Becoming a jockey can be one of the most interesting and rewarding jobs out there today, though the barrier to entry is somewhat high. Though many individuals recognize jockeys that they see on television, the actual process of moving up the ladder in the industry is more difficult than it looks. Jockeys can start off in several roles, but the entry level typically includes more than just riding.
Jockeys will be responsible for caring for the horses in some capacity and they can also add some manual labor to their plate, as well. Jockeys ride in smaller races at the beginning and depending upon their skill level, they might be able to move up to something better.
Becoming a jockey requires some things that are not attainable through practice. Individuals have to meet certain height and weight requirements, though these can vary depending upon where you take a job. It is typically thought that the smaller the jockey is, the better off he is. As far as skills are concerned, jockeys have to be proficient in competitive riding, which requires one to understand how to handle horses and the dynamics of competitive races.
Experience with and around horses is required, and prospective jockeys really have to have a love affair with the horse industry if they are going to make it.
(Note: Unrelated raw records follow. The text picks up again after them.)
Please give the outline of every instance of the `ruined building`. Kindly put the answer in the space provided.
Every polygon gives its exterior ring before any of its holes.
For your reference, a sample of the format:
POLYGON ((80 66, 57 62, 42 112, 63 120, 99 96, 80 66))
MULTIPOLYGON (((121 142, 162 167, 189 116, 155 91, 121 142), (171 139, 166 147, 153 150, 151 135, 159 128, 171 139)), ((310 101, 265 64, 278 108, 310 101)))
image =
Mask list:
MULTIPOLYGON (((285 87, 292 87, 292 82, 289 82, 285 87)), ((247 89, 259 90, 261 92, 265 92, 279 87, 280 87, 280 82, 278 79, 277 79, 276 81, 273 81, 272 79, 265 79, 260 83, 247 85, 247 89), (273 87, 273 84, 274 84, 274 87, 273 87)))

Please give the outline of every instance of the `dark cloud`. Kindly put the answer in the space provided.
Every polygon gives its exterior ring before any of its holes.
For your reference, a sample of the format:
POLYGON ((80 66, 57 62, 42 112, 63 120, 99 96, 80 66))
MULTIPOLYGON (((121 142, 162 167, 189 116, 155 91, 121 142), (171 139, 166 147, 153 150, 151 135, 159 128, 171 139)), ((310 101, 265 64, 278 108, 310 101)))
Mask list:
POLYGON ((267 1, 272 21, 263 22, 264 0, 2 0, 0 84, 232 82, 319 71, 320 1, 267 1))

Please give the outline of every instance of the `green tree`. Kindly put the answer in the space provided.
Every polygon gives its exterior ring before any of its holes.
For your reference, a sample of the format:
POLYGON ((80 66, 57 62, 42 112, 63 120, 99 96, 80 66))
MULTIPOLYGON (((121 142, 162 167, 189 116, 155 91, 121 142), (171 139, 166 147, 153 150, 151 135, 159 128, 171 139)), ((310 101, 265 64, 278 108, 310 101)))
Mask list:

Being a jockey is a job that’s based a lot on performance. For those who want to move up, they need to be successful in their races at lower levels and they also need to know how to please horse owners. It’s always been an industry that’s somewhat difficult to break into, since jockeys have a tendency to hang around for a long time and job openings are somewhat scarce.
Still, the best way to break into the world of jockeying is to take up a preliminary job at a stable with a horse owner. From there, one can show that he has the requisite skills to handle the horses, which can be the opening that you need. Once you have that opening, skill and performance do the rest.